Plain-English Summary
A VFD controls motor speed and torque by changing the power delivered to the motor. When it faults, the drive is reporting a condition it cannot continue through safely or properly.
Why It Matters
Repeatedly resetting a VFD without understanding the fault can damage motors, drives, belts, gearboxes, pumps, fans, conveyors, product, and people. A VFD fault may be electrical, mechanical, programming-related, environmental, or process-related.
Field Rule of Thumb
Read and record the exact fault before resetting the drive. Do not clear the clue before you understand what the drive is telling you.
Walt - Simple Man Takeaway
A VFD fault is the drive raising its hand. Do not slap its hand down with reset until you find out why it raised it.
Core Formula / Concept
Common VFD fault families include overcurrent, overload, overvoltage, undervoltage, ground fault, phase loss, overtemperature, communication fault, encoder/feedback fault, stall/torque limit, acceleration/deceleration fault, and external fault. A drive fault may appear electrical while the real cause is a jammed conveyor, seized bearing, tight belt, plugged pump, product pileup, misalignment, or wrong parameter.
Worked Example
A conveyor VFD trips on overcurrent during startup. First checks find the conveyor is loaded with product, a roller bearing is seized, and the acceleration ramp was shortened during a recent speed change. The drive was not the root problem; it was responding to excessive load and aggressive startup conditions.
Common Mistakes
- Resetting faults repeatedly.
- Blaming the drive before checking the machine.
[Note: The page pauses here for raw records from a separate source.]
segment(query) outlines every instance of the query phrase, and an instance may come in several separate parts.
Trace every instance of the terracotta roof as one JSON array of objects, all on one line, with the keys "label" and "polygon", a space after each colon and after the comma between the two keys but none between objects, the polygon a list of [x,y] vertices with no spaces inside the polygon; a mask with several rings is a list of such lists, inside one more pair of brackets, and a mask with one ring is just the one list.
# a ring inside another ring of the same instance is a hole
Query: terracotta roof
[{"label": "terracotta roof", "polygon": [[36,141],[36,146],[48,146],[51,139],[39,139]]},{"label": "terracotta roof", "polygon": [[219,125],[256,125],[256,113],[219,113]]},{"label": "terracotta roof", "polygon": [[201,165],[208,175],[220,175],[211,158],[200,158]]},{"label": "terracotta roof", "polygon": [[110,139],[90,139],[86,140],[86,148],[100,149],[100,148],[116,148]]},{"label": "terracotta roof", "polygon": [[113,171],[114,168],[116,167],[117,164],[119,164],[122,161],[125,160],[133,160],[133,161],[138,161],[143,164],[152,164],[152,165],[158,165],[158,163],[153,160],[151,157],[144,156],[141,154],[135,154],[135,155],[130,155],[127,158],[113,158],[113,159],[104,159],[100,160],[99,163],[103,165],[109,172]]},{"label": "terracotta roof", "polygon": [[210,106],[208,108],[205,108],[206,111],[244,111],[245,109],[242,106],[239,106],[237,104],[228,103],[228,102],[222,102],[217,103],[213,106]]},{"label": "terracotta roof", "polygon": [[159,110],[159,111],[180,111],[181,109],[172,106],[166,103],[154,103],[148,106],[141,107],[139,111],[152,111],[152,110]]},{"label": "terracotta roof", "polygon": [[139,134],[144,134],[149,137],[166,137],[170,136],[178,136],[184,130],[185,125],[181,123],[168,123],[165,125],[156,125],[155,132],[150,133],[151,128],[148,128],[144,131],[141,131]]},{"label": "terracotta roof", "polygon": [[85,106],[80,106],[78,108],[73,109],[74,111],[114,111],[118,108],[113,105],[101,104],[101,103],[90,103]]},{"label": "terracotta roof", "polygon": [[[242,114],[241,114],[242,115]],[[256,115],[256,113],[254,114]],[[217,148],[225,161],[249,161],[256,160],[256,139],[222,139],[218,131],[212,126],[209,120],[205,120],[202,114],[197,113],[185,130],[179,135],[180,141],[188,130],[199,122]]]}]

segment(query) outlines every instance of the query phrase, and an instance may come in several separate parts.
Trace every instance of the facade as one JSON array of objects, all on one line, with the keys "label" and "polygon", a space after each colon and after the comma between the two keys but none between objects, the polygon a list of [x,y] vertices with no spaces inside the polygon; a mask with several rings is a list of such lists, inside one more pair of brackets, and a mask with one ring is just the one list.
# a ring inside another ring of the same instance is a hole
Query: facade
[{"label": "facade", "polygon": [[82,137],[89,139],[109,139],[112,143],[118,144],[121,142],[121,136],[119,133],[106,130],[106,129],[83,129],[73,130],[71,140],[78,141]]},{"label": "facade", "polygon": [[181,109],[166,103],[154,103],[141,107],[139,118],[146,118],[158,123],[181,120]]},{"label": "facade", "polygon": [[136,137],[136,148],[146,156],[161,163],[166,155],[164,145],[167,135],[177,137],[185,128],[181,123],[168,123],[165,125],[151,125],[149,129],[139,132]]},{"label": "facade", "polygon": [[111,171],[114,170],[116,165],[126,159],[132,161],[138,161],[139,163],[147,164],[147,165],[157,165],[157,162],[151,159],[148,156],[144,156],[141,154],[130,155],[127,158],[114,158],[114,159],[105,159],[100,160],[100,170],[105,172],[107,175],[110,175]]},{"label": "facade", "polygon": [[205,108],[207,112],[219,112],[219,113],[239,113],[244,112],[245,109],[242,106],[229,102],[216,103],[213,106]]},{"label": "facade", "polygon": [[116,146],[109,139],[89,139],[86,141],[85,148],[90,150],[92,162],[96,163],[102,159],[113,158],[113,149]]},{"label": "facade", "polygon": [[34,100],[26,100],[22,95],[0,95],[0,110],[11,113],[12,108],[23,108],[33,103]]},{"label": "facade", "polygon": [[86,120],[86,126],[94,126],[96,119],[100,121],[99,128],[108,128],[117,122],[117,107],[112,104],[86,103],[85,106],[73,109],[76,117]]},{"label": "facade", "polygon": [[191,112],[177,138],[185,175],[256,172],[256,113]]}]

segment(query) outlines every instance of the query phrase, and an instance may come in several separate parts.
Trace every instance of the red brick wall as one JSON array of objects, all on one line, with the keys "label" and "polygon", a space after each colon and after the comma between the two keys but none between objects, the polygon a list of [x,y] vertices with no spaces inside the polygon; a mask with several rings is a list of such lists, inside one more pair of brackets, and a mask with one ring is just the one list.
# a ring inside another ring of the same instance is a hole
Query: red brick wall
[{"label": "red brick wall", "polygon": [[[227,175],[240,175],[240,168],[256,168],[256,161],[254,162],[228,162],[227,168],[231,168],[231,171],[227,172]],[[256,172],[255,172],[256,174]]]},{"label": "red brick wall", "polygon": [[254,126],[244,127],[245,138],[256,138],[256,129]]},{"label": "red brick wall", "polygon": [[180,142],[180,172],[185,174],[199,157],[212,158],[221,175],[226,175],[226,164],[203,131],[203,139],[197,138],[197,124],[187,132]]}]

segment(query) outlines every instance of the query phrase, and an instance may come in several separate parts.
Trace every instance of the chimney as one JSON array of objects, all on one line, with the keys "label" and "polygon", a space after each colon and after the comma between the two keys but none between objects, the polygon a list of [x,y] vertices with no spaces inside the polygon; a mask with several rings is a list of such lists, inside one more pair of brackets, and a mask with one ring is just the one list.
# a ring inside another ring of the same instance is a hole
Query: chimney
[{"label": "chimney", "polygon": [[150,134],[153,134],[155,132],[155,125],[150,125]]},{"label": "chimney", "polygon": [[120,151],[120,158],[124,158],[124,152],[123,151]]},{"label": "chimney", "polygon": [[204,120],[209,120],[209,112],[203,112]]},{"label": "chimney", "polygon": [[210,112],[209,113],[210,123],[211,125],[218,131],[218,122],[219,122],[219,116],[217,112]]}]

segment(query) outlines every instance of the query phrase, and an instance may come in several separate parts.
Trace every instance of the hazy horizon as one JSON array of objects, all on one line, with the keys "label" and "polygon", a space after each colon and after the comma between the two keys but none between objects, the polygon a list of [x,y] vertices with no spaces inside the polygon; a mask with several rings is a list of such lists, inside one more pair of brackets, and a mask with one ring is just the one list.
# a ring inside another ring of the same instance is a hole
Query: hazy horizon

- Changing parameters without recording original values.
- Ignoring cooling, blocked filters, failed fans, dust, or cabinet temperature.
- Measuring VFD output with the wrong meter or method.
- Ignoring motor cable, grounding, moisture, and insulation condition.
First Checks / Troubleshooting Flow
- Record exact fault code/message.
- Record machine state when fault occurred.
- Ask what changed recently.
- Check whether fault occurs at startup, running, speed change, stopping, or under load.
- Inspect mechanical load for jams, binding, bearings, belts, pumps, fans, or product buildup.
- Check motor, cable, grounding, and visible wiring condition.
- Check drive cooling, cabinet temperature, filters, and fans.
- Check control commands and external fault inputs.
- Review recent parameter changes.
- Compare against OEM and drive manufacturer fault guidance.
- Document parameter values before changing anything.
Walt says STOP! - Safety First
Make these checks prior to proceeding.
Stop when the drive cabinet is open, live testing is required, the motor may start unexpectedly, stored DC bus voltage may be present, terminals are exposed, the fault involves ground fault/overcurrent/smoke/heat, or parameter changes could affect speed, torque, direction, braking, safety, or process control.
Source Notes / References
This page is original Dingfelder practical field guidance. Verify controlled requirements against drawings, OEM documentation, current standards, site procedures, customer requirements, and qualified authority where applicable.